Roland Lepage et Lucien Ratio : Par delà la mort
Scène

Roland Lepage et Lucien Ratio : Par delà la mort

Roland Lepage et Lucien Ratio, de générations différentes, carburent tous deux à l’intensité de ce "sport extrême" qu’est le théâtre. Ils se font face, pour la première fois, dans Aux hommes de bonne volonté.

Premier rôle au Trident pour Lucien Ratio, finissant au CADQ en 2005, nouveau spectacle d’une carrière impressionnante pour Roland Lepage, qui célébrait l’an dernier ses 60 ans de métier. Leur rencontre se fait autour d’un testament: celui de Jeannot, jeune homme de 15 ans mort du sida, personnage central, bien qu’absent, de la pièce de Jean-François Caron.
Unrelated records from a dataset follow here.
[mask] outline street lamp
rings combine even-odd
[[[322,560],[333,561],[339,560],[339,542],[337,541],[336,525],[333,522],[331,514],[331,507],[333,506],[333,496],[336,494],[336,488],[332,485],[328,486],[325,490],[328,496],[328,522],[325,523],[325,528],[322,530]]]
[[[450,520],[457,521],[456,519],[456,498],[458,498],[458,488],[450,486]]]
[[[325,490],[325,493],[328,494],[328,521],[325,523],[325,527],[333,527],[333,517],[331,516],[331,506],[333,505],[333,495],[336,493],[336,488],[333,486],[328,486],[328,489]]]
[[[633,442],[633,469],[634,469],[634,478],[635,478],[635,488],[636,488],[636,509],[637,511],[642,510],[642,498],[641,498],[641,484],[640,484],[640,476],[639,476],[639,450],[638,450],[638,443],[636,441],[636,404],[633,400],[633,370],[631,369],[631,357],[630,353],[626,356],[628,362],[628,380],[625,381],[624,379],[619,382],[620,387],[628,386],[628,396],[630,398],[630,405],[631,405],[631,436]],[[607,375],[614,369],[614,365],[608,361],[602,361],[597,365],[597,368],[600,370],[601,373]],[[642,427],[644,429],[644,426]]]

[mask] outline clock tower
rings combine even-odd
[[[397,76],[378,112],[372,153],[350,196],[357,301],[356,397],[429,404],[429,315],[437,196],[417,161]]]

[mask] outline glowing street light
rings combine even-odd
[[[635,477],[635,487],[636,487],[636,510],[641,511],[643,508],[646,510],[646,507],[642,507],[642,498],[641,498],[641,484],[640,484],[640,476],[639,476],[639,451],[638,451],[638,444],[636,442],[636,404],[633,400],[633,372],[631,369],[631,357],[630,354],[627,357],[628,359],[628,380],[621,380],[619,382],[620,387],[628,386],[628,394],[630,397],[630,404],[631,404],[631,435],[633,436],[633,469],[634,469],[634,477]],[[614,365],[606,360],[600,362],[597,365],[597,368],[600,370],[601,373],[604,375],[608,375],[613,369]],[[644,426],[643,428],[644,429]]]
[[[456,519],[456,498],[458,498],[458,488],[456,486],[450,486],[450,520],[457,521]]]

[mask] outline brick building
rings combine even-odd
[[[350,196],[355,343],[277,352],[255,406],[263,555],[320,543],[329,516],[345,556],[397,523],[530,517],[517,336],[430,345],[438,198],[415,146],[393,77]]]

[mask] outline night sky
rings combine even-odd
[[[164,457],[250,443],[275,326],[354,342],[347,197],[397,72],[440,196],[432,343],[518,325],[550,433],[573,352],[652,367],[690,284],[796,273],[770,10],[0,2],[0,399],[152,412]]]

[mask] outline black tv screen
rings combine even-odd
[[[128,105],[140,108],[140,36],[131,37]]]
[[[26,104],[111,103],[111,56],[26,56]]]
Pour entendre les dernières volontés de Jeannot, que transmet son testament écrit au son, sa famille se réunit chez le notaire (Roland Lepage); s’y trouve aussi Serge (Lucien Ratio), son compagnon de toujours. Mère, soeur, frère, oncle: tous recevront le legs de Jeannot, que la mort n’empêche pas, une dernière fois, de provoquer les membres de sa famille, tout en leur offrant ses réflexions et l’occasion, peut-être, de se réconcilier. Étrangement, le texte de Jeannot semble prévoir les réactions de ses proches, leur répondre et finalement, dialoguer avec eux à travers le notaire, qu’emporte la parole du défunt.

Ce que Jeannot leur jette au visage, c’est le "manke damour" dont il a souffert, et qui l’a poussé à vivre en 4e vitesse. Avec lui, son ami, Serge. "Ils ont commencé leur aventure enfants, à s’inventer des histoires, à faire des expériences, qu’ils ont poussées de plus en plus loin en vieillissant", explique Roland Lepage. "Comme Jeannot, Serge est un petit bum, poursuit Lucien Ratio, mais c’est pas un dangereux, ni un délinquant. Ils sont pas méchants, mais ils avaient tous deux besoin de vivre des émotions fortes; ils veulent tout connaître, tout voir, tout de suite. Ils sont révoltés face au conformisme; ils remettent tout en question et essaient de vivre autrement. Pour eux, c’est une urgence de vivre."

Par leur âge et leur expérience, les deux comédiens se situent "aux deux pôles". Mais dans le travail, tous se retrouvent sur le même pied: tâtonnements, découvertes, bonheur d’apprendre, toujours. Même passion, aussi, pour leur métier. Pour Lucien Ratio, "Le théâtre permet de vivre plein d’émotions, des aventures. La vie a des limites que le théâtre n’a pas. Ce qui est intéressant, c’est de pouvoir les franchir et de devenir, par exemple, magicien pendant deux heures. Ce que j’aime bien de Serge, c’est son besoin, justement, de vivre en allant aux limites. Je le comprends un peu; et le théâtre me permet de faire ça."

"Dans le théâtre, il y a un désir de communier avec du monde, ajoute Roland Lepage: avec le public, et avec les camarades. On sait que les relations entre nous vont être assez brèves: il faut faire une énorme bulle d’amour, de compréhension, d’intimité. Le thème de la pièce, c’est le manque d’amour; mais là, il y en a de l’amour! Aussi, le théâtre, c’est du sport extrême, sans filet." "À chaque soir, faut qu’on soit tous ensemble, glisse son collègue. S’il y en a un qui est pas là, on meurt… C’est ça qui est fou et qui crée ces liens-là. Ensemble, on se met en danger devant 500 personnes, chaque soir. Et il y a l’urgence: ça se passe… maintenant."

Mise en scène de Gill Champagne, assisté d’Hélène Rheault; avec Jean-François Gaudet, Valérie Laroche, Nicola-Frank Vachon, Denise Verville; conception de Jean Hazel, Maude Audet, André Rioux.